Turkey’s Russia arms deal ratchets up tensions with US
As US President Donald Trump’s capricious “America first” diplomacy further destabilises the Middle East, countries in the region are re-evaluating their relations with Washington. Many Middle Eastern countries are also reassessing their dealings with Russia, none more so than Turkey, formerly a valued ally of the US within NATO.
Emblematic of the growing rift between Washington and Ankara is a loan agreement signed six months ago. Turkey agreed to buy four batteries of Russia’s S-400 advanced anti-aircraft missile system, with initial delivery of the systems planned for the first quarter of 2020.
Ankara chose the S-400, built by the Almaz Central Marine Design Bureau, rather than the US-made MIM-104 Patriot defence system, manufactured by Raytheon. This was primarily because Washington and Raytheon balked at the Turkish government’s insistence the contract include technology transfer, with some components to be manufactured in Turkey. Russia has not seemed opposed to these requirements.
This was not an insignificant choice. The S-400 Triumf entered Russian military service in 2007. It is a mobile surface-to-air missile system capable of engaging aircraft, unmanned aerial vehicles (drones) and cruise missiles. It also has terminal ballistic missile defence capability. The S-400’s capabilities are comparable to the US Patriot system.
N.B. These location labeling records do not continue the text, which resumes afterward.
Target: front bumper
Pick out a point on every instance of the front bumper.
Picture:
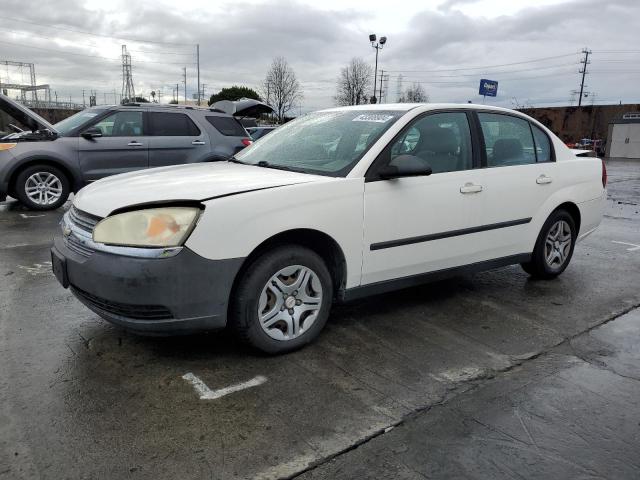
(185, 293)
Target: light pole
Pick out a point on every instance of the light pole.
(378, 46)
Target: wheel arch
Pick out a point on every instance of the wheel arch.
(574, 211)
(321, 243)
(75, 182)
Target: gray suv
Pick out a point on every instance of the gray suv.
(42, 163)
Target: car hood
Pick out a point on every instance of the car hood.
(195, 182)
(25, 116)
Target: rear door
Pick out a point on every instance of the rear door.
(415, 225)
(123, 147)
(520, 174)
(175, 139)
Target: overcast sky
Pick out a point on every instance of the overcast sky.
(531, 47)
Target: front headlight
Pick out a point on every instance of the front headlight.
(155, 227)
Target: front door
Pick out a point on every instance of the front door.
(175, 139)
(416, 225)
(121, 148)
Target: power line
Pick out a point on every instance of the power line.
(486, 66)
(84, 32)
(89, 55)
(92, 45)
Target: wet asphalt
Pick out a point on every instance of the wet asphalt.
(492, 375)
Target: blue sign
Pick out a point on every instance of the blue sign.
(488, 87)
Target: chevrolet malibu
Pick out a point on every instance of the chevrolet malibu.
(333, 206)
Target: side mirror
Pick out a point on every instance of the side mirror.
(92, 132)
(405, 166)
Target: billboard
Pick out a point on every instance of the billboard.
(488, 88)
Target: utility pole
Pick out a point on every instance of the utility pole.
(184, 71)
(198, 64)
(585, 61)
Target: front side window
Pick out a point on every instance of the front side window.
(442, 140)
(227, 126)
(507, 139)
(162, 124)
(121, 124)
(68, 125)
(325, 143)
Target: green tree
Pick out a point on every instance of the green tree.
(234, 93)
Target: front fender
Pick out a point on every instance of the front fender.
(235, 225)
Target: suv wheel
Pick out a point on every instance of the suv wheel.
(282, 302)
(554, 247)
(42, 187)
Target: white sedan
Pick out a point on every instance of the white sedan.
(333, 206)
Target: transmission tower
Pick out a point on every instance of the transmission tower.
(128, 91)
(583, 70)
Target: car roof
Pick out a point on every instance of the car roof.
(423, 106)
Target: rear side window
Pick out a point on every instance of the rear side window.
(543, 145)
(227, 126)
(162, 124)
(508, 140)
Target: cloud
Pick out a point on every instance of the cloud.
(238, 41)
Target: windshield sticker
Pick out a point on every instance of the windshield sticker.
(373, 117)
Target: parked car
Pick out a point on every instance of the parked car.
(43, 164)
(267, 241)
(259, 132)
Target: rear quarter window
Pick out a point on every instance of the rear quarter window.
(163, 124)
(227, 126)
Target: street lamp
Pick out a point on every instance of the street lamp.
(378, 46)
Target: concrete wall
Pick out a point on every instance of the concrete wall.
(573, 123)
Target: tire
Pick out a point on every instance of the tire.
(42, 187)
(554, 246)
(291, 287)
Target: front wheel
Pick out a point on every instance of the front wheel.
(42, 187)
(283, 299)
(554, 246)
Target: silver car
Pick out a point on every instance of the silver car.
(41, 164)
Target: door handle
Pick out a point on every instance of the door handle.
(470, 188)
(543, 179)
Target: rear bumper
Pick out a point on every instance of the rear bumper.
(182, 294)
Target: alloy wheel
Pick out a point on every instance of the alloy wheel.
(557, 245)
(43, 188)
(290, 302)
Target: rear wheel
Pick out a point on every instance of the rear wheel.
(283, 299)
(554, 246)
(42, 187)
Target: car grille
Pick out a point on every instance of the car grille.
(83, 220)
(138, 312)
(82, 225)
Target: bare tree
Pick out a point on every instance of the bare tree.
(281, 88)
(353, 83)
(414, 94)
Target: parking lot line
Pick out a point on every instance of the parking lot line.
(206, 393)
(633, 246)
Both Washington and NATO expressed concern at Ankara’s decision. While the United States seemed primarily concerned about the potential loss of a lucrative arms export contract to rival Russian firms, NATO had different worries. It was concerned about the S-400 operating with its other air defence systems. Ominously, for the hawks in Washington, Iran has expressed interest in buying Russian anti-aircraft missile systems.
Upping the ante, the United States has threatened Turkey with sanctions. The rationale is that the S-400 contract requires the Turkish military to deal with Rosoboronexport arms export agency, which is on the US government’s blacklist of sanctioned Russian enterprises.
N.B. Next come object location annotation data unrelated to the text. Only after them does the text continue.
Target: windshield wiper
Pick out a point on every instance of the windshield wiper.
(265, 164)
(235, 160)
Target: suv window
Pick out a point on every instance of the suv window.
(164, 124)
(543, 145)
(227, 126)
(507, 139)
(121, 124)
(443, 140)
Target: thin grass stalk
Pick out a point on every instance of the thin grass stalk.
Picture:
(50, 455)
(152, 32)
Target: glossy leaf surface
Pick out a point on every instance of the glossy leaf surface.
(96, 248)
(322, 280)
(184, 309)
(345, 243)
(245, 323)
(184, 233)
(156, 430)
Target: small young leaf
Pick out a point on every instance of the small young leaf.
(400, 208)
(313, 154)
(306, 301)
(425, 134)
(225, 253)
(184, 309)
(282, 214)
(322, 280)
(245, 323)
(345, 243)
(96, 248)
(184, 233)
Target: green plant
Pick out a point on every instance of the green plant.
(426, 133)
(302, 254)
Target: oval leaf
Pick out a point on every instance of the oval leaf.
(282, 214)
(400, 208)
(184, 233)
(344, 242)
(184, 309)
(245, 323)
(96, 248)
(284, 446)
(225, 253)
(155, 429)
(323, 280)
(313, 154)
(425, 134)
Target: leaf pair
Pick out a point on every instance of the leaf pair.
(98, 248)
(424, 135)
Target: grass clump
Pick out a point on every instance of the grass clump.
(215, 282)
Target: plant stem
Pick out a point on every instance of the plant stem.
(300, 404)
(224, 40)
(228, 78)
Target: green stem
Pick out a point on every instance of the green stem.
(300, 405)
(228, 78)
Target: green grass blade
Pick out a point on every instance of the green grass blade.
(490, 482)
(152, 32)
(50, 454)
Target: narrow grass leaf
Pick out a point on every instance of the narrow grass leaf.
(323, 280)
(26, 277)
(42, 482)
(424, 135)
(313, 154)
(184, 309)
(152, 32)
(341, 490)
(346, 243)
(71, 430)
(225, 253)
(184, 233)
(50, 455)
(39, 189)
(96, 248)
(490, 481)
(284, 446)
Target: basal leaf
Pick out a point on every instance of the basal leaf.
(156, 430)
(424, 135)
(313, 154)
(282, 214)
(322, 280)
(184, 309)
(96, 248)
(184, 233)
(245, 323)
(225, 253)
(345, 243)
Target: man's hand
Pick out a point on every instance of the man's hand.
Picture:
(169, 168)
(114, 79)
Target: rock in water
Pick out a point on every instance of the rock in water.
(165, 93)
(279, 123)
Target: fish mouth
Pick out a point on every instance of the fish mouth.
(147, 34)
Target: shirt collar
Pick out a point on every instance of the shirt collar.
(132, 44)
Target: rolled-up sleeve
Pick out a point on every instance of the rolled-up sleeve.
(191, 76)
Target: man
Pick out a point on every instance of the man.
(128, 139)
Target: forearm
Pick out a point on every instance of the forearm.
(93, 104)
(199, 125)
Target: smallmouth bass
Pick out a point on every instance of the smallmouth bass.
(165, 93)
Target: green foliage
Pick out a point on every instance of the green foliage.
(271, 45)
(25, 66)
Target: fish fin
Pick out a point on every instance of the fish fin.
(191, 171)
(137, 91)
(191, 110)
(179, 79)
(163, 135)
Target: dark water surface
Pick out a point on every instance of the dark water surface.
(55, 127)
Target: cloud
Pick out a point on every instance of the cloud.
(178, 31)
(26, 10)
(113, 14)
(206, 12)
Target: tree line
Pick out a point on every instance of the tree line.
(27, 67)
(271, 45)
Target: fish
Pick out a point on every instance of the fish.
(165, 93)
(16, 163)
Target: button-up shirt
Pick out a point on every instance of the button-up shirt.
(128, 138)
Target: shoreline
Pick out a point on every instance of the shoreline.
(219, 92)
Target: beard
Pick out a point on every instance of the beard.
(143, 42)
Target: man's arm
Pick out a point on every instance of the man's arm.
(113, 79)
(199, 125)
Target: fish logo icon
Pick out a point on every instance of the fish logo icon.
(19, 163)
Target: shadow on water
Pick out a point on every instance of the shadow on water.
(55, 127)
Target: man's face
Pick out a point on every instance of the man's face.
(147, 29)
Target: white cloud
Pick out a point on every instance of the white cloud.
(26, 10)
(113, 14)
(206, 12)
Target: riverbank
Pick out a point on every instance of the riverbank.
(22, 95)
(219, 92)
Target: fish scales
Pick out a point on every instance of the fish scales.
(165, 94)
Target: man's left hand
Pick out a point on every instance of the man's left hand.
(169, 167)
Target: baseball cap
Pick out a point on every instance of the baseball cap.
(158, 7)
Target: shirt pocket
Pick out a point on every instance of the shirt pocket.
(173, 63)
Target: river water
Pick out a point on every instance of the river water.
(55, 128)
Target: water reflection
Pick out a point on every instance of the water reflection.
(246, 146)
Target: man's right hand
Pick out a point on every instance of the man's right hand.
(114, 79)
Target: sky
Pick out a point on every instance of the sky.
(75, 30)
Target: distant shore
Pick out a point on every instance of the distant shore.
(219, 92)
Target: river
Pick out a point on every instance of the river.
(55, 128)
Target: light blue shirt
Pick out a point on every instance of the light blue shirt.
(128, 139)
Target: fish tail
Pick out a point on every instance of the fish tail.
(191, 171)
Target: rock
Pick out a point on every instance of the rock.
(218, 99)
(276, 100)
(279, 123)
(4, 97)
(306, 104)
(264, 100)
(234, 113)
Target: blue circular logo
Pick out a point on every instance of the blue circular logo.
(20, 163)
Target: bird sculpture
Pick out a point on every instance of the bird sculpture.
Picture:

The pressure on Turkey has increased dramatically. The value of the Turkish lira plunged to record lows, dropping to less than 4.37 against the dollar. The US House of Representatives released details of a $717 billion annual defence policy bill that put at risk a sale of fifth-generation F-35 jet fighters to Turkey. Turkey contracted to buy 100 of the fighters, at nearly $130 million apiece.
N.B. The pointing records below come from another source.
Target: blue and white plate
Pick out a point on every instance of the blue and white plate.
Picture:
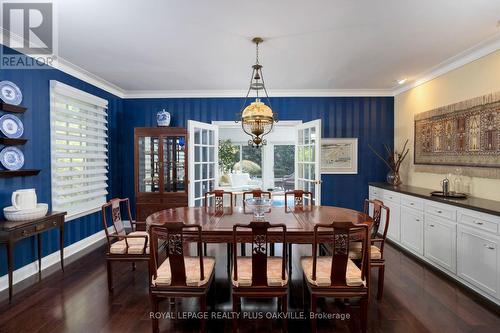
(10, 93)
(12, 158)
(11, 126)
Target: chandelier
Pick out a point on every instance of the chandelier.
(257, 119)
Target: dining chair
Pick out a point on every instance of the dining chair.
(336, 276)
(255, 194)
(179, 275)
(259, 276)
(377, 237)
(122, 246)
(218, 203)
(300, 199)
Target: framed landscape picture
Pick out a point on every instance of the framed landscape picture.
(339, 156)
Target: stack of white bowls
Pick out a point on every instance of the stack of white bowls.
(25, 207)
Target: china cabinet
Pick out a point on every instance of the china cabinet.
(160, 169)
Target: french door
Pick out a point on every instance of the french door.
(307, 158)
(203, 160)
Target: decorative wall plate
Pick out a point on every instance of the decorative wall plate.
(10, 93)
(11, 126)
(12, 158)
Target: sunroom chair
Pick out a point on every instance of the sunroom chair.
(259, 276)
(377, 241)
(179, 275)
(336, 276)
(122, 246)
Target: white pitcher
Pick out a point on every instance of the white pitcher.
(24, 199)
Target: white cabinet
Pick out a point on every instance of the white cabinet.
(393, 233)
(478, 259)
(412, 229)
(440, 242)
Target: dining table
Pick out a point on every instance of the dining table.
(217, 225)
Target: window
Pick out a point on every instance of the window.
(78, 142)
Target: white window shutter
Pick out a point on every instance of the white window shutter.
(79, 150)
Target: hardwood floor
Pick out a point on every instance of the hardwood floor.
(416, 299)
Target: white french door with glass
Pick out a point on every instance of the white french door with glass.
(307, 158)
(203, 164)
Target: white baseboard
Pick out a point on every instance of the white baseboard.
(54, 258)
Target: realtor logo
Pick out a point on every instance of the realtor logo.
(28, 32)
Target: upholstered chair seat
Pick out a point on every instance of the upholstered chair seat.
(274, 268)
(324, 269)
(192, 265)
(135, 245)
(355, 251)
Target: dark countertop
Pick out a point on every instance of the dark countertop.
(481, 205)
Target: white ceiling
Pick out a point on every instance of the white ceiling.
(168, 45)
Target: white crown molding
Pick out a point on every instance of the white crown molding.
(74, 70)
(272, 93)
(476, 52)
(84, 75)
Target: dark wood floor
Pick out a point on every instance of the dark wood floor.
(416, 299)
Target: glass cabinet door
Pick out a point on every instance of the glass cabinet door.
(149, 164)
(174, 158)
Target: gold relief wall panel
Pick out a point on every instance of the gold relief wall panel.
(463, 134)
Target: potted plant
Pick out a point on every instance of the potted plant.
(393, 160)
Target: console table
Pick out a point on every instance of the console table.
(11, 232)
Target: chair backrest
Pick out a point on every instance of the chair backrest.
(259, 250)
(341, 232)
(376, 215)
(256, 194)
(116, 216)
(298, 198)
(218, 196)
(173, 234)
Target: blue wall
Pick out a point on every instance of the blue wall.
(370, 119)
(34, 85)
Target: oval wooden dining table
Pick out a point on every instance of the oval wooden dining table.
(217, 227)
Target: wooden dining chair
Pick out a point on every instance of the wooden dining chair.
(259, 276)
(218, 204)
(255, 194)
(179, 275)
(336, 276)
(377, 237)
(300, 199)
(122, 246)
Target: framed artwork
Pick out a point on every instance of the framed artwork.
(339, 156)
(463, 134)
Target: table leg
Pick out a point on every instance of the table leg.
(10, 264)
(39, 245)
(61, 244)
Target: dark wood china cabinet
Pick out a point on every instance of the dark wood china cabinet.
(160, 169)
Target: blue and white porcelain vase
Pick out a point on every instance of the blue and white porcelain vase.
(163, 118)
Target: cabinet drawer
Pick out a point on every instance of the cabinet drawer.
(412, 202)
(392, 196)
(479, 220)
(375, 192)
(444, 211)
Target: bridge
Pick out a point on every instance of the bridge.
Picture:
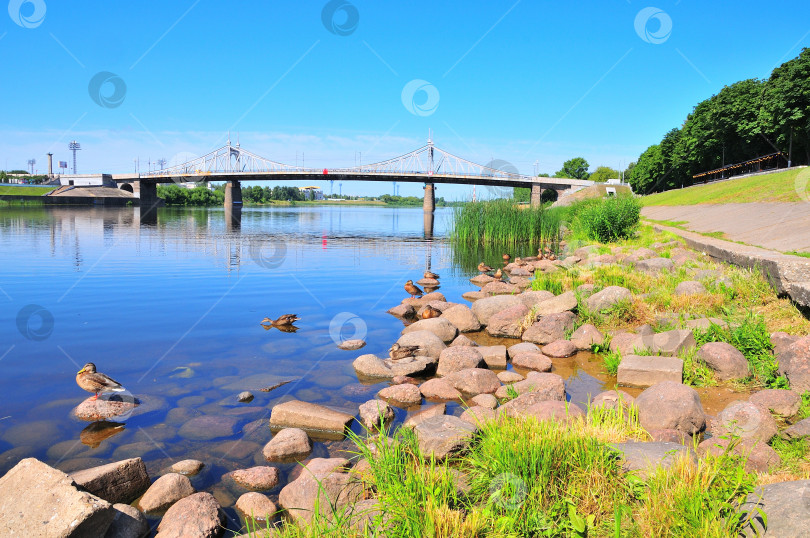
(429, 164)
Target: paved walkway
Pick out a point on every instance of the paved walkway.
(778, 226)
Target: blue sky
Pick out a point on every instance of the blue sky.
(524, 81)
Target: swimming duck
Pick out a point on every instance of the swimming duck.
(96, 382)
(402, 352)
(282, 321)
(414, 290)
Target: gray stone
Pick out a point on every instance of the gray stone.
(38, 500)
(645, 371)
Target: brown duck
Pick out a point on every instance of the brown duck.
(402, 352)
(96, 382)
(413, 289)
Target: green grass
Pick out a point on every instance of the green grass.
(775, 187)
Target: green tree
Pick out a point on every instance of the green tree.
(576, 168)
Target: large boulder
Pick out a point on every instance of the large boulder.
(509, 323)
(443, 436)
(118, 482)
(644, 371)
(725, 360)
(440, 326)
(608, 298)
(549, 328)
(671, 405)
(308, 416)
(38, 500)
(198, 515)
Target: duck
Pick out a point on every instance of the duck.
(96, 382)
(282, 321)
(413, 289)
(402, 352)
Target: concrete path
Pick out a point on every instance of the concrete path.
(777, 226)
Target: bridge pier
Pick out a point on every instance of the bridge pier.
(536, 196)
(233, 193)
(430, 198)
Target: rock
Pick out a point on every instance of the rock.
(207, 427)
(690, 287)
(558, 411)
(665, 343)
(644, 457)
(797, 431)
(187, 467)
(671, 405)
(759, 457)
(748, 420)
(404, 311)
(489, 306)
(463, 318)
(549, 328)
(198, 515)
(38, 500)
(128, 522)
(654, 265)
(165, 491)
(443, 436)
(478, 415)
(101, 409)
(401, 395)
(376, 413)
(559, 304)
(782, 402)
(288, 444)
(474, 381)
(429, 344)
(371, 366)
(725, 360)
(550, 386)
(485, 400)
(784, 503)
(508, 376)
(494, 356)
(645, 371)
(454, 359)
(439, 389)
(352, 345)
(532, 360)
(433, 411)
(256, 506)
(440, 326)
(608, 298)
(509, 323)
(560, 349)
(257, 478)
(118, 482)
(587, 336)
(308, 416)
(611, 399)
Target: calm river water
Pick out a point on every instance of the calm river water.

The congressional proposal infuriated the Turkish government, leading Turkish Foreign Minister Mevlut Cavusoglu to say: “It’s not right for them to speak with us in a threatening way. If they take such a step at a moment when we are trying to mend our bilateral ties, they will sure get a response from Turkey.”
Washington has become increasingly tone deaf to its allies’ concerns since Trump became president. If Washington continues to view the Middle East and Turkey through its unilateralist “America first” lens, Ankara still has a card to play.
The Incirlik airbase in southern Turkey hosts the US Air Force’s 39th Air Base Wing, which helps protect US and NATO regional interests. Turkey and the United States have been at odds over Syrian policy, while Russia cast itself in the role of stalwart defender of President Bashar Assad’s regime. Such support includes basing S-400 batteries to protect Russian forces in Syria.
In a worst-case scenario, the American military could find itself up against a nationalist Turkey, increasingly withdrawn from NATO. Integrated Turkish, Russian, Syrian and eventually Iranian S-400 anti-aircraft defence systems could engage US planes. Such a scenario would have seemed extraordinary at the beginning of the year. It seems less so now.